Now it is just a matter of waiting to see how it goes. Probably need a few more parameters but this will be the first test.

False starts with PacBio reads

As mentioned previously, the raw reads from RSII and Sequel PacBio come as bax.h5 and subreads.bam respectively. Both the Falcon and Canu assembler take input files of Fasta or Fastq.

After reading a bit more we realized that we needed to extract the fasta as well as the arrow files for assembly and then polishing.
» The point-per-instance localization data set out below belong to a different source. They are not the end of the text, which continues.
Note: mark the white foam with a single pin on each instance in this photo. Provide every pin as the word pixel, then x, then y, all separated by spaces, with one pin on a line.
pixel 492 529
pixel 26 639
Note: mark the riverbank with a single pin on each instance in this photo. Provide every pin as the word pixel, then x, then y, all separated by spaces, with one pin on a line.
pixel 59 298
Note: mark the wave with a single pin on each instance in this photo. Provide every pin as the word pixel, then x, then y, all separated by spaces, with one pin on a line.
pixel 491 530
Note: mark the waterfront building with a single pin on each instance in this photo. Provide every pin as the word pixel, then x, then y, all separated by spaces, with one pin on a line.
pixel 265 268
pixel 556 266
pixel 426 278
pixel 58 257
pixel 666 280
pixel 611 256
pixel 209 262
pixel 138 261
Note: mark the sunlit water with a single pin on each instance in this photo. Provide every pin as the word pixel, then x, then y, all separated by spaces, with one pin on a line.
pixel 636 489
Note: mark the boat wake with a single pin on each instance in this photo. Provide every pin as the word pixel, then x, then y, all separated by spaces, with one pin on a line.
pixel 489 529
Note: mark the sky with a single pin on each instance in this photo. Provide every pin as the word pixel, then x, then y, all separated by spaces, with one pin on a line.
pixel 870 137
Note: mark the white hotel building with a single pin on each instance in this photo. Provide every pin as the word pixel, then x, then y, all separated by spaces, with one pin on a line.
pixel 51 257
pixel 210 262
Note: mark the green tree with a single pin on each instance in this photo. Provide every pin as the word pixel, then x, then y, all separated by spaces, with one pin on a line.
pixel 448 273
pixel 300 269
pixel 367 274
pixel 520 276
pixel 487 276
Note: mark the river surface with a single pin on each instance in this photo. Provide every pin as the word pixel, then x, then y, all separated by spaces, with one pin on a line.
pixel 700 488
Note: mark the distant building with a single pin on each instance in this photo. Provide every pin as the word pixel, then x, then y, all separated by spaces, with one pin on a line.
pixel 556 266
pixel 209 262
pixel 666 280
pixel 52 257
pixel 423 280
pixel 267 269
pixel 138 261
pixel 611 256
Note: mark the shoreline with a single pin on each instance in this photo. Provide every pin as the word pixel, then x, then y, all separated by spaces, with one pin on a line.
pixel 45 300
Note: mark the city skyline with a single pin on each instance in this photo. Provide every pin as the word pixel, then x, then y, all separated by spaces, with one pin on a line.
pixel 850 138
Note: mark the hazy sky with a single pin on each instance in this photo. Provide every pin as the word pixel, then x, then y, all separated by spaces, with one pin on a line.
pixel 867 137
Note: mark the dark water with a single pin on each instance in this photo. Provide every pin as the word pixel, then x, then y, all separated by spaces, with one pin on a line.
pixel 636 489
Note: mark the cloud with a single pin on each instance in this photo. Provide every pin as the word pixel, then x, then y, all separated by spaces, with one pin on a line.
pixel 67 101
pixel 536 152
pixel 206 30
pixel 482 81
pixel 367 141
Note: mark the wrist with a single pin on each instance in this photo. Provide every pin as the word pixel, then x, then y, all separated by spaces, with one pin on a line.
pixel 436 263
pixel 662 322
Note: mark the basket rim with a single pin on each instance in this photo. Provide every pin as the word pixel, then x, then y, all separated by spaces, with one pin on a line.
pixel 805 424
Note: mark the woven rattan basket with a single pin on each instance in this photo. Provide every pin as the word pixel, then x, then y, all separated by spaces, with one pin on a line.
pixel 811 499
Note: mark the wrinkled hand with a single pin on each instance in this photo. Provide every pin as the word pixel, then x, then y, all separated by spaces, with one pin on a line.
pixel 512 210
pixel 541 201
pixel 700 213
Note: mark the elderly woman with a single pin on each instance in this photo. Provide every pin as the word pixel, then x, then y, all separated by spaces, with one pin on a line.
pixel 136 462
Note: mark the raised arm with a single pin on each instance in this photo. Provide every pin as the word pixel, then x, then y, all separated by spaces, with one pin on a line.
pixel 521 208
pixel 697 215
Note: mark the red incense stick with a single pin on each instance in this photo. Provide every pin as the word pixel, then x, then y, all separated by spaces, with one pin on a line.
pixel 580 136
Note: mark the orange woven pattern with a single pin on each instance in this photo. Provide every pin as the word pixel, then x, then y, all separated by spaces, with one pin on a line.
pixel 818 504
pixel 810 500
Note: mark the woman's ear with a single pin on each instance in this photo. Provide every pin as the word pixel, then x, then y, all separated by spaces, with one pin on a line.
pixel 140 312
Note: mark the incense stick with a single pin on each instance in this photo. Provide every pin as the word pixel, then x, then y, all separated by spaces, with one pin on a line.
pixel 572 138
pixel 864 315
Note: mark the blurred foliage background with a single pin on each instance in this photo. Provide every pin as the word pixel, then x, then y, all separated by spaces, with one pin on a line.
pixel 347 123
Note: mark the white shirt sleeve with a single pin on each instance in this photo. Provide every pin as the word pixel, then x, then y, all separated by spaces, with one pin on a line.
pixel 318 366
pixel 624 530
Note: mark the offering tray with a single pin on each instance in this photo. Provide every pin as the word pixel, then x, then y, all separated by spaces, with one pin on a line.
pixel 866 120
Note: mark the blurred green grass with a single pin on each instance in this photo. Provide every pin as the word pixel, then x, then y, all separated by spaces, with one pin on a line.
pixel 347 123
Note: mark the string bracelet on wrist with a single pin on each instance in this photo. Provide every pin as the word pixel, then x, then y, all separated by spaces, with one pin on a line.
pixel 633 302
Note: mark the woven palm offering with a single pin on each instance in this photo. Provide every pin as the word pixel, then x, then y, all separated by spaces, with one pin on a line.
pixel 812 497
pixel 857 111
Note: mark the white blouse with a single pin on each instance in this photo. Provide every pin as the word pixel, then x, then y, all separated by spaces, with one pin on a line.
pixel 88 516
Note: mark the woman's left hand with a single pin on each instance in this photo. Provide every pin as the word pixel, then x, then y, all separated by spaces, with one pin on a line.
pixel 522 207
Dextract from the Dazzler suite is the software to extract and make these files from the bax.h5 and subreads.bam.

The following explanation is what happened when we attempted to install dextract via the Falcon-integrate onto the hpc.

Found DEXTRACTOR was not on the HPC – thought it may have been installed as part of FALCON, which is there, but this was not the case. We then decided to install FALCON-integrate which includes DEXTRACTOR. We followed the intructions here:
export GIT_SYM_CACHE_DIR=~/.git-sym-cache # to speed things up
cd FALCON-integrate
git checkout master  # or whatever version you want
git submodule update –init # Note: You must do this yourself! No longer via `make init`.
make init
source env.sh
make config-edit-user
make -j all
make test  # to run a simple one
Needed to run “module load python” to get the correct python version (2.7.9.)
Found that dextract did not build. This was fixed by changing the hdf5 include and lib path in the makefile (DEXTRACTOR/Makefile)
Then found FALCON-integrate doesn’t have the later version of DEXTRACTOR which can work with .bam files, so we decided to do a stand alone install of the latest DEXTRACTOR.
cd DEXTRACTOR
git checkout master
make -f Makefile
The makefile needed to be edited to work with different zlib and hdf5 include and lib paths
(possibly could have avoided this by running “module load hdf5/1.8.16” and “module load zlib” beforehand)
Running dextract
Need to run
module load hdf5/1.8.16
module load zlib
beforehand
Example:
~/bin/DEXTRACTOR/dextract -f -a m54078_170627_071131.subreads.bam
generates a m54078_170627_071131.fasta and a m54078_170627_071131.arrow in the current directory
-f outputs a fasta file
-a outputs an arrow file